In a three-dimensional n-body simulation, the Barnes-Hut algorithm recursively divides the n bodies into groups by storing them in an octree (or a quad-tree in a 2D simulation). Each node in this tree represents a region of the three-dimensional space. The topmost node represents the whole space, and its eight children represent the eight octants of the space. The space is recursively subdivided into octants until each subdivision contains 0 or 1 bodies (some regions do not have bodies in all of their octants). There are two types of nodes in the octree: internal and external nodes. An external node has no children and is either empty or represents a single body. Each internal node represents the group of bodies beneath it, and stores the center of mass and the total mass of all its children bodies.

### Calculating the force acting on a body

To calculate the net force on a particular body, the nodes of the tree are traversed, starting from the root. If the center of mass of an internal node is sufficiently far from the body, the bodies contained in that part of the tree are treated as a single particle whose position and mass is respectively the center of mass and total mass of the internal node. If the internal node is sufficiently close to the body, the process is repeated for each of its children.

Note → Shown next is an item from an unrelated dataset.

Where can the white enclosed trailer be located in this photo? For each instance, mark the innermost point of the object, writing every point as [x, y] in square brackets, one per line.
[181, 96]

Whether a node is or isn't sufficiently far away from a body, depends on the quotient ${\displaystyle s/d}$, where s is the width of the region represented by the internal node, and d is the distance between the body and the node’s center of mass. The node is sufficiently far away when this ratio is smaller than a threshold value θ. The parameter θ determines the accuracy of the simulation; larger values of θ increase the speed of the simulation but decreases its accuracy. If θ = 0, no internal node is treated as a single body and the algorithm degenerates to a direct-sum algorithm.